[Python-Dev] Re: os.path.commonprefix breakage (original) (raw)

Skip Montanaro skip@mojam.com (Skip Montanaro)
Wed, 16 Aug 2000 23:41:59 -0500 (CDT)


Fred> I'd guess that the path separator should only be appended if it's
Fred> part of the passed-in strings; that would make it a legitimate
Fred> part of the prefix.  If it isn't present for all of them, it
Fred> shouldn't be part of the result:

>>> os.path.commonprefix(["foo", "foo/bar"])
'foo'

Hmmm... I think you're looking at it character-by-character again. I see three possibilities:

* it's invalid to have a path with a trailing separator

* it's okay to have a path with a trailing separator

* it's required to have a path with a trailing separator

In the first and third cases, you have no choice. In the second you have to decide which would be best.

On Unix my preference would be to not include the trailing "/" for aesthetic reasons. The shell's pwd command, the os.getcwd function and the os.path.normpath function all return directories without the trailing slash. Also, while Python may not have this problem (and os.path.join seems to normalize things), some external tools will interpret doubled "/" characters as single characters while others (most notably Emacs), will treat the second slash as "erase the prefix and start from /".

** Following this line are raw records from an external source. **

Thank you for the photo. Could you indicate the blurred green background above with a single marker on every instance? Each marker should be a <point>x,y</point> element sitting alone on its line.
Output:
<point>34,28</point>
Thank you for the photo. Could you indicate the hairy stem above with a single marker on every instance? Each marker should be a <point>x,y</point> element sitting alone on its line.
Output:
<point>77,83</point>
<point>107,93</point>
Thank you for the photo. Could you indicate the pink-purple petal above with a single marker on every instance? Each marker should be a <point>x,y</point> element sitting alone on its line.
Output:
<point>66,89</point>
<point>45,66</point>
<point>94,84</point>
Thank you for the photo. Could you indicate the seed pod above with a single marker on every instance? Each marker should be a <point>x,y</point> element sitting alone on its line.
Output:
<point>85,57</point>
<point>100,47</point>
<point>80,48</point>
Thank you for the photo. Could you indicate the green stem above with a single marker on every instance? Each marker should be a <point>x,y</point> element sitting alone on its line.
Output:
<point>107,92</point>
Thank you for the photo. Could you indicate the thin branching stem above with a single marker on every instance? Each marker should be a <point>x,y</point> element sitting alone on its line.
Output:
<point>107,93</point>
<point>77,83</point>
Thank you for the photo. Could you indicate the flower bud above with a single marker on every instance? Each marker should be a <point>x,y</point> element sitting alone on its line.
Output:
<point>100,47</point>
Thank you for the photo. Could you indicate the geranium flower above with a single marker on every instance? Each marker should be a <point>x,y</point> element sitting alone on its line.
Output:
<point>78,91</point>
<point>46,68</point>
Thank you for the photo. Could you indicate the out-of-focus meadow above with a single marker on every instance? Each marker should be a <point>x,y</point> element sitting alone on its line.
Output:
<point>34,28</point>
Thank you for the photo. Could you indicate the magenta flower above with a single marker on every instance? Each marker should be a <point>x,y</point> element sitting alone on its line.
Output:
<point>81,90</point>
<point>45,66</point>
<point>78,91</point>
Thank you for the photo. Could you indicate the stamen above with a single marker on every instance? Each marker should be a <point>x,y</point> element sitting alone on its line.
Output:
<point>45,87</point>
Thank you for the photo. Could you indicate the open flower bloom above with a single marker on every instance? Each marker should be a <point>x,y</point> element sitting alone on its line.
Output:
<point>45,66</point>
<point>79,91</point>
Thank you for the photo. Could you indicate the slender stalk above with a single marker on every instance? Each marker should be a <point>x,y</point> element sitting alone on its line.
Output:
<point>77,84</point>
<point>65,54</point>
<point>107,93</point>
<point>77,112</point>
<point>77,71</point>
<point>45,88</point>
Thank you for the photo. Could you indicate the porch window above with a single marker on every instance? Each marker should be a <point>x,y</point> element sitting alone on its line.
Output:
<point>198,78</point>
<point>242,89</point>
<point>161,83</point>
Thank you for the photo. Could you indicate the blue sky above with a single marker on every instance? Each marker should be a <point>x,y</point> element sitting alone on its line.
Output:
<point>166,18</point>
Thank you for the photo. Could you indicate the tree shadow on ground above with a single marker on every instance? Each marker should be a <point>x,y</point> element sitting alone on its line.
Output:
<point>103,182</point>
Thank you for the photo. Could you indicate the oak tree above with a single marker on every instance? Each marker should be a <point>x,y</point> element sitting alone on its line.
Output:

In fact, the more I think of it, the more I think that Mark's reliance on the trailing slash is a bug waiting to happen (in fact, it just happened ;-). There's certainly nothing wrong (on Unix anyway) with paths that don't contain a trailing slash, so if you're going to join paths together, you ought to be using os.path.join. To whack off prefixes, perhaps we need something more general than os.path.split, so instead of

prefix = os.path.commonprefix(files)
for file in files:
   tail_portion = file[len(prefix):]

Mark would have used

prefix = os.path.commonprefix(files)
for file in files:
   tail_portion = os.path.splitprefix(prefix, file)[1]

The assumption being that

os.path.splitprefix("/home", "/home/beluga/skip")

would return

["/home", "beluga/skip"]

Alternatively, how about os.path.suffixes? It would work similar to os.path.commonprefix, but instead of returning the prefix of a group of files, return a list of the suffixes resulting in the application of the common prefix:

>>> files = ["/home/swen", "/home/swanson", "/home/jules"]
>>> prefix = os.path.commonprefix(files)
>>> print prefix
"/home"
>>> suffixes = os.path.suffixes(prefix, files)
>>> print suffixes
["swen", "swanson", "jules"]

Skip